The Alabama Supreme Court pointed to jury instruction error in reversing a $3.85 million award for a Jackson couple in a medical malpractice suit over the death of their 6-year-old son.
The ruling allows a retrial in Mobile County of the lawsuit filed by Angela and James Edward Wade against Mobile Infirmary and obstetrician Dr. Franklin Long following the 2003 death of Daniel Curtis Wade.
In the opinion by Justice Tom Woodall, the high court, without dissent, ruled that jurors in the five-week trial before Circuit Judge Ferrill McRae were given some information about Daniel’s hospital delivery in error.
Jackson attorney Mac McCorquodale, who helped represent the Wade family, said he’s disappointed the reversal came on a “technicality.” He said a reading of the opinion shows that his clients won the case.
“In instructing the jury, the court made a mistake. The Supreme Court chose to reverse. It had nothing to do with the Wades or their proof. We won the case,” he said.
The attorney for the defendants did not immediately return a phone message last week for comment.
The suit contended that the boy’s death was the result of complications caused during his birth in 1996. Daniel was born along with a twin sister, who is healthy.

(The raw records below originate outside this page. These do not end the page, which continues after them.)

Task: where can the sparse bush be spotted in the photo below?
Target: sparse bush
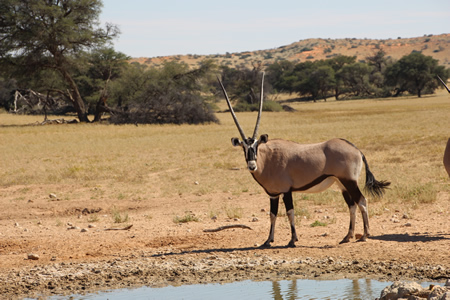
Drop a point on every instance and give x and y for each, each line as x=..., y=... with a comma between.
x=317, y=223
x=118, y=217
x=188, y=217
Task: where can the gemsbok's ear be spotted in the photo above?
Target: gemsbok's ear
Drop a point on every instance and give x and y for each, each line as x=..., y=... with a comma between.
x=236, y=142
x=263, y=139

The girl was born first and had no problems, according to testimony, but Daniel, who was second, was breached or feet-first.
The Wade attorneys argued throughout the trial that Long’s attempts to manually turn the baby around to allow it to be born head first, as is preferred, damaged the child’s brain.
Witnesses testified that a couple of hours after he was born, Daniel began bleeding in the brain.
The defense team argued that the bleeding was a result of being born 35 days premature.
Daniel lived for six years, during which he was immobile, incontinent, and unresponsive. Numerous surgeries were required to drain fluid from his brain, according to court documents.